5 Bahasa Daerah di Indonesa yang Paling Sulit untuk Dipelajari, Termasuk Minang?
5 Bahasa Daerah di Indonesa yang Paling Sulit Untuk Dipelajari, Termasuk Minang ?--
RADARUTARA.ID - Ada 5 bahasa daerah di Tanah Air yang dianggap paling sulit untuk dipelajari.
Ada beberapa penyebabnya, salah satunya kosakata dan pengucapannya yang berbeda.
Lalu ada pula tanda baca yang bisa mempengaruhi pelafalannya.
Berikut ini beberapa bahasa daerah di Indonesia yang dianggap paling sulit untuk dipelajari, diantaranya:
1. Bahasa Batak
Kenapa bahasa Batak tergolong sulit untuk dipelajari?
Itu karena kosa kata dalam bahasa Batak cukup rumit, dengan intonasi dan pelafalan setiap kosa katanya yang tidak mudah sehingga membuat bahasa ini menjadi sangat sulit untuk dipelajari, bahkan oleh orang Batak itu sendiri.
2. Bahasa Banjar
Sama seperti bahasa Batak, bahasa Banjar juga tergolong sulit untuk dipelajari lantaran mempunyai banyak dialek, namun pada umumnya bahasa Banjar dibagi menjadi 2 main sub dialek yang masih akan dibagi lagi.
Ketika mempelajarinya, butuh pendengaran yang jelas, serta pelafalan yang tepat.
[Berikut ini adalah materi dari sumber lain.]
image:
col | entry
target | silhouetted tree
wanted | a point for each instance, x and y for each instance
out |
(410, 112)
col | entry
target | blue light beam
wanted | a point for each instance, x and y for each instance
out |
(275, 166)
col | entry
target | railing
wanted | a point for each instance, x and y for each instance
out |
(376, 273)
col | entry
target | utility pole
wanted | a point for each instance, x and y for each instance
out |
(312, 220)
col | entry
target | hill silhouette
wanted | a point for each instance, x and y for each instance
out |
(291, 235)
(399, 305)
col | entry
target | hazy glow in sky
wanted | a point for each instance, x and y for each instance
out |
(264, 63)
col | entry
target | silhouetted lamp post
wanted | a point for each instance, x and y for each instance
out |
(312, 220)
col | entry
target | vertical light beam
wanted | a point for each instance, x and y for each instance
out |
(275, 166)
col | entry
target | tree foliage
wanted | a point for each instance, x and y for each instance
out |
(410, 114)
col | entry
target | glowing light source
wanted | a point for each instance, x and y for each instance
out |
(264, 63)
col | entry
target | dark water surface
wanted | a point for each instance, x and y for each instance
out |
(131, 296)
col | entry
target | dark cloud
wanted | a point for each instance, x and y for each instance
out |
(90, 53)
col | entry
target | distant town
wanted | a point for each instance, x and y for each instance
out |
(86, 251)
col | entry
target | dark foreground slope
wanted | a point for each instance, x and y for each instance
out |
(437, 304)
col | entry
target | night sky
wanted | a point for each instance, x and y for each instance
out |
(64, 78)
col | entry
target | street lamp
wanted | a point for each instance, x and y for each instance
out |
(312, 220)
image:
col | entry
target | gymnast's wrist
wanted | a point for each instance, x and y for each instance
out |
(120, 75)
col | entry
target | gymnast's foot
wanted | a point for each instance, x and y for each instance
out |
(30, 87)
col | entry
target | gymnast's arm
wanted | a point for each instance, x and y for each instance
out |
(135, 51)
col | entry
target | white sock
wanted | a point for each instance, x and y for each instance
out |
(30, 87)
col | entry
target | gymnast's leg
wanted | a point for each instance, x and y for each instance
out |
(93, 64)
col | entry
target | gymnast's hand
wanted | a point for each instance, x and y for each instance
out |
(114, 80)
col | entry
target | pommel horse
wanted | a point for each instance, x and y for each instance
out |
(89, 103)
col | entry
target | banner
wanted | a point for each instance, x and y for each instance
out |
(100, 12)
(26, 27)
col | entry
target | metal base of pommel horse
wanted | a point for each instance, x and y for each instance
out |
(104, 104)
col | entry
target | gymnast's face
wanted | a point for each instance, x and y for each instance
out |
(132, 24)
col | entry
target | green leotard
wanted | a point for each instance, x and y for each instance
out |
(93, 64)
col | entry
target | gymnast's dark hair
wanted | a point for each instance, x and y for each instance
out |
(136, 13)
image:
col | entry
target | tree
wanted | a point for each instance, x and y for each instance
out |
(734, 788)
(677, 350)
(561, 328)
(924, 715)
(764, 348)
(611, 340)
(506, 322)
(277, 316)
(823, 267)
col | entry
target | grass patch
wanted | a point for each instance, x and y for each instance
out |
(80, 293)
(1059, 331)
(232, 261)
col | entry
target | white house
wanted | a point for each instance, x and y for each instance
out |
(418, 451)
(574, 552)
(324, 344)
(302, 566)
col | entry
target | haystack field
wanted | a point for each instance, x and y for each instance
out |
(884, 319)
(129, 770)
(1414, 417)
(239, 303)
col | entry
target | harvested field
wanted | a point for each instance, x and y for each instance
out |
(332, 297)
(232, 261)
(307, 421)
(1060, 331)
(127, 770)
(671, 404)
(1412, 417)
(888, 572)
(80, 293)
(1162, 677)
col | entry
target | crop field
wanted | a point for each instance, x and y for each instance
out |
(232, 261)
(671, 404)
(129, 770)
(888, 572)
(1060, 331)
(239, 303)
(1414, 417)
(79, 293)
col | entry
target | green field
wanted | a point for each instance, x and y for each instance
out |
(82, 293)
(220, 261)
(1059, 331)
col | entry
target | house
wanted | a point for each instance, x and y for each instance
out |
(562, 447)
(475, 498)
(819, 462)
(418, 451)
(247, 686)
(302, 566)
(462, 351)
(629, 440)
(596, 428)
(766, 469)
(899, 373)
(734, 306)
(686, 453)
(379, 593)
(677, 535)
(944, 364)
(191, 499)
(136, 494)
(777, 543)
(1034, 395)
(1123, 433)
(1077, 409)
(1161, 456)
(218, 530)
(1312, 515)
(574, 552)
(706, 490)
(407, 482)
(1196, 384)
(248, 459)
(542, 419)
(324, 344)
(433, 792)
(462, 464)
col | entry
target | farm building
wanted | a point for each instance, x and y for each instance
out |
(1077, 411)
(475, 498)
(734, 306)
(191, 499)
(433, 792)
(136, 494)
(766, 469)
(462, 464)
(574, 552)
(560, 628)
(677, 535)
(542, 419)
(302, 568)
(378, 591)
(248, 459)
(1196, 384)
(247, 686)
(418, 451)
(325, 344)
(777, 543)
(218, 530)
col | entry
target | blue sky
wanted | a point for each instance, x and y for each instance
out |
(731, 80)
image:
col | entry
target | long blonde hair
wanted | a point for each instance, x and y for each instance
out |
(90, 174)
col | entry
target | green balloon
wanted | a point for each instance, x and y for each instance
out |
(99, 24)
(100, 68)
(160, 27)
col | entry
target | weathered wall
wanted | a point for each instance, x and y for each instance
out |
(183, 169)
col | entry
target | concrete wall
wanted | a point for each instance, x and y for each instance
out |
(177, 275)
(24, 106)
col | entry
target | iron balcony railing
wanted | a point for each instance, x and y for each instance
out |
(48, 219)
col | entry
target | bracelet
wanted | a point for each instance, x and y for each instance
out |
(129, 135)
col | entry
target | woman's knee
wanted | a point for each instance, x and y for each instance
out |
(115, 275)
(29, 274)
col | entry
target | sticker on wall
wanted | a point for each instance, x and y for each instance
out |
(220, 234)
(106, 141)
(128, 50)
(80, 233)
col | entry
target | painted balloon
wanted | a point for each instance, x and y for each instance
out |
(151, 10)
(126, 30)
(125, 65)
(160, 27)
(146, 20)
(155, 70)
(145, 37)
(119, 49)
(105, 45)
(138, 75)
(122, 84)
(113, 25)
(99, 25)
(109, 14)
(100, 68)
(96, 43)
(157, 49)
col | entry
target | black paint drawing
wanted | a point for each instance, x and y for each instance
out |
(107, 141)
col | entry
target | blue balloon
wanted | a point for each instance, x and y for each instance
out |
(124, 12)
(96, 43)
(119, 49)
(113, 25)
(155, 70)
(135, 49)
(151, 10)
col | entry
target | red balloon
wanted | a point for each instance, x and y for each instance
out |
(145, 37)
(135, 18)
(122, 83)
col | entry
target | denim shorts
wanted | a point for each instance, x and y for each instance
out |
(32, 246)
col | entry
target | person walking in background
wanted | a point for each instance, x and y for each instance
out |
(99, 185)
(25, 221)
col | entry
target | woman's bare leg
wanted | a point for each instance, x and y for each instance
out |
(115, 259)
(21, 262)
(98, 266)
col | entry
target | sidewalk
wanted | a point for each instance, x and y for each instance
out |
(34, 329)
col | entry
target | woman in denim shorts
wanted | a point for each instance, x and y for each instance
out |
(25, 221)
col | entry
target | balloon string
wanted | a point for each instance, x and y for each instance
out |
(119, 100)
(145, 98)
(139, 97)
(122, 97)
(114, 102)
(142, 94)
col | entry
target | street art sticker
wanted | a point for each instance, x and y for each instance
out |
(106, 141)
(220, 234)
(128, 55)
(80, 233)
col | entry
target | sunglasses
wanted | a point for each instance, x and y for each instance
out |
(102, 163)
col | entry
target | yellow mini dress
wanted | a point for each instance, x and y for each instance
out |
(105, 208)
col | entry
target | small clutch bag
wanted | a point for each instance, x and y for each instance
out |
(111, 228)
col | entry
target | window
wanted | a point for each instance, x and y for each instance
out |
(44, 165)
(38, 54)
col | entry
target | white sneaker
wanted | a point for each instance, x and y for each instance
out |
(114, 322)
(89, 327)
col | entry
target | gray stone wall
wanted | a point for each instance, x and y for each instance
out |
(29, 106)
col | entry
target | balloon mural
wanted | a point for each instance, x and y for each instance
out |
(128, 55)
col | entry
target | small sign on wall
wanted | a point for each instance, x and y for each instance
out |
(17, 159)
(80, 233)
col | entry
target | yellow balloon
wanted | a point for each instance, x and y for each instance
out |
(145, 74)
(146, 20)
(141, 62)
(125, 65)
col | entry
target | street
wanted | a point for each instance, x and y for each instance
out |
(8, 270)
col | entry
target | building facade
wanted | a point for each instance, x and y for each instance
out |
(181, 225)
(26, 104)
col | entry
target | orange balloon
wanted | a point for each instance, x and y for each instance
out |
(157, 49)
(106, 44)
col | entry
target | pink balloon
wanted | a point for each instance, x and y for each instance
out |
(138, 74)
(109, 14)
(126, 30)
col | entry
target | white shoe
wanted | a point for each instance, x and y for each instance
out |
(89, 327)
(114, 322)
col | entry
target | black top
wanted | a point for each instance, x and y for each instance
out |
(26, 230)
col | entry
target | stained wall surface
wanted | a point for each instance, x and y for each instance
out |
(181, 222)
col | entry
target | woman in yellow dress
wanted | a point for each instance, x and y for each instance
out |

Karena, bahasa ini mempunyai kosa kata yang cukup sulit untuk diucap dan didengar, sehingga harus teliti dan telaten ketika mempelajari bahasa ini.
3. Bahasa Aceh
Bahasa Aceh termasuk bahasa yang sulit dipelajari karena kosakatanya yang sedikit berbeda dengan pelafalannya, serta penulisan kosakatanya juga terbilang cukup unik dan tidak mudah dimengerti bagi orang yang baru ingin belajar.